Including Balance Loan in DSR Calculation... Loan Regulations to Tighten from January Next Year
Less Regulation and Transferable Officetel Subscriptions Surge
Complexes Like Cheongna Hanyang Sujain The Destin Scheduled for Sale Within the Year Draw Attention
[Asia Economy Reporter Ryu Tae-min] As the government announces plans to tighten loan regulations starting January next year, demand from buyers for the last pre-regulation sale complexes is increasing. In particular, with the likelihood of stricter regulations such as sales and resale restrictions on officetels and residential hotel facilities, a surge of ‘last-minute demand’ for income-generating real estate is expected to intensify toward the end of the year.
According to the ‘Strengthened Household Debt Management Plan’ announced by the Financial Services Commission last month, starting January next year, balance payment loans will also be included in the calculation of the individual Debt Service Ratio (DSR). The DSR is the ratio of the total principal and interest repayment amount of all household loans divided by annual income, and if the repayment amount exceeds 40% of annual income, loans cannot be granted. Currently, a DSR of 40% applies individually when taking out mortgage loans over 600 million KRW for home purchases in regulated areas or credit loans exceeding 100 million KRW. However, after the regulation takes effect, if the total loan amount exceeds 200 million KRW, the regulation will apply regardless of whether the property is in a regulated area or not.
Crowds Flocking to the ‘Last Ride’ Before Regulations
With the announcement of stricter regulations, attention is focused on the last sale complexes within the year where loans for interim and balance payments can still be obtained.
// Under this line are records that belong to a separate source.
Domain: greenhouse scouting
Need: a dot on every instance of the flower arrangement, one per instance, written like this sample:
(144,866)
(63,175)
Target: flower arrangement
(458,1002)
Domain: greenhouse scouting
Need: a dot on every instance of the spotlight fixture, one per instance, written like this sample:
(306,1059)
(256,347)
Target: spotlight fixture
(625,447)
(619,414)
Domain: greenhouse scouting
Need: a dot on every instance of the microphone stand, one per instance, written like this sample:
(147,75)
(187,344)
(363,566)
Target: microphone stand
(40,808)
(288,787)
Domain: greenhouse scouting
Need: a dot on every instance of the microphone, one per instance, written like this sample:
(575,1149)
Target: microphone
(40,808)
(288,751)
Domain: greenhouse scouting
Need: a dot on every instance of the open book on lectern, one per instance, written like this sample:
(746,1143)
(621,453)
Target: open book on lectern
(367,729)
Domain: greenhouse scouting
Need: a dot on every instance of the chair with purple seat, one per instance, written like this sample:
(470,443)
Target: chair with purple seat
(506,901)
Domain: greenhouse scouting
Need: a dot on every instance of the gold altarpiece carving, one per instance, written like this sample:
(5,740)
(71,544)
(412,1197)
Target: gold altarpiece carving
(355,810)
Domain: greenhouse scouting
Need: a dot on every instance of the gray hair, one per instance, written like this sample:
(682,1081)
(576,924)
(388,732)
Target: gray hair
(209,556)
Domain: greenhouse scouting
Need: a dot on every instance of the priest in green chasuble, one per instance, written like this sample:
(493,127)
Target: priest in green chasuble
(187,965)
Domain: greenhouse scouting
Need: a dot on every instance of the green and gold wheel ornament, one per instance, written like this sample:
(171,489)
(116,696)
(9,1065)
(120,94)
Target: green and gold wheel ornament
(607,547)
Especially for officetels, which are relatively free from loan regulations and allow resale, over 100,000 applicants are flocking to new sales. For example, on the 2nd of this month, the ‘Hillstate Gwacheon Cheongsayeok’ officetel in Byeolyang-dong, Gwacheon-si, Gyeonggi Province, attracted 124,426 applicants for 89 units, recording an average competition rate of 1,398 to 1.
The residential hotel facility sales market shows a similar trend. According to the industry, a bill to ban the sale of residential hotel facilities altogether has been proposed and is currently under review by the National Assembly’s Land, Infrastructure and Transport Committee. Concerns that product supply itself may be cut off have led to increased demand to catch the ‘last ride,’ with subscription competition rates reaching hundreds to one. For instance, the Lotte Castle Le West subscription in Magok District, Gangseo-gu, Seoul, attracted 575,950 applicants, recording an average competition rate of 657 to 1.
Notably, residential hotel facilities are free from various real estate regulations, unlike apartments and officetels. Both apartments and officetels are considered housing and are subject to various taxes such as comprehensive real estate tax, acquisition tax, and capital gains tax, as well as loan restrictions. For new sales, subscription eligibility conditions are strict. Even if selected, the sale rights cannot be resold to others until ownership registration is completed. In contrast, residential hotel facilities fall under the Building Act rather than the Housing Act, allowing them to avoid these regulations. They are not counted toward the number of houses owned and have no resale restrictions on sale rights. They are also exempt from loan regulations such as Loan-to-Value (LTV) limits.
Sale Complexes Attract Attention Ahead of Regulation
In line with the hot sales momentum, construction companies are moving quickly. Hanyang will sell ‘Cheongna Hanyang Sujain Destin’ in Block B5-2 of the Cheongna International Financial City in Incheon this month. It is a residential officetel with three buildings, up to 47 floors above ground, and 702 units of 84㎡ exclusive area.
HDC Hyundai Development Company also plans to sell the residential officetel ‘Cheongna International City I-Park’ in the Cheongna district. This officetel complex will consist of two buildings from six basement floors to 42 floors above ground, with 1,020 units ranging from 24 to 84㎡ exclusive area.
Hyundai Asan’s residential officetel ‘Dongtan Hyundai Millema,’ located in 86-8 Bansong-dong, Hwaseong-si, Gyeonggi Province, is also notable. It consists of 95 units ranging from 33 to 75㎡ exclusive area, from four basement floors to 15 floors above ground.
Hyundai Engineering is accepting subscriptions this month for the residential hotel facility ‘Hillstate Changwon Central,’ being built in 74-3 and 74-4 Sangnam-dong, Seongsan-gu, Changwon-si, Gyeongsangnam-do. The complex will have two buildings from six basement floors to 46 floors above ground, with a total of 296 units in two types of exclusive areas: 88㎡ and 102㎡.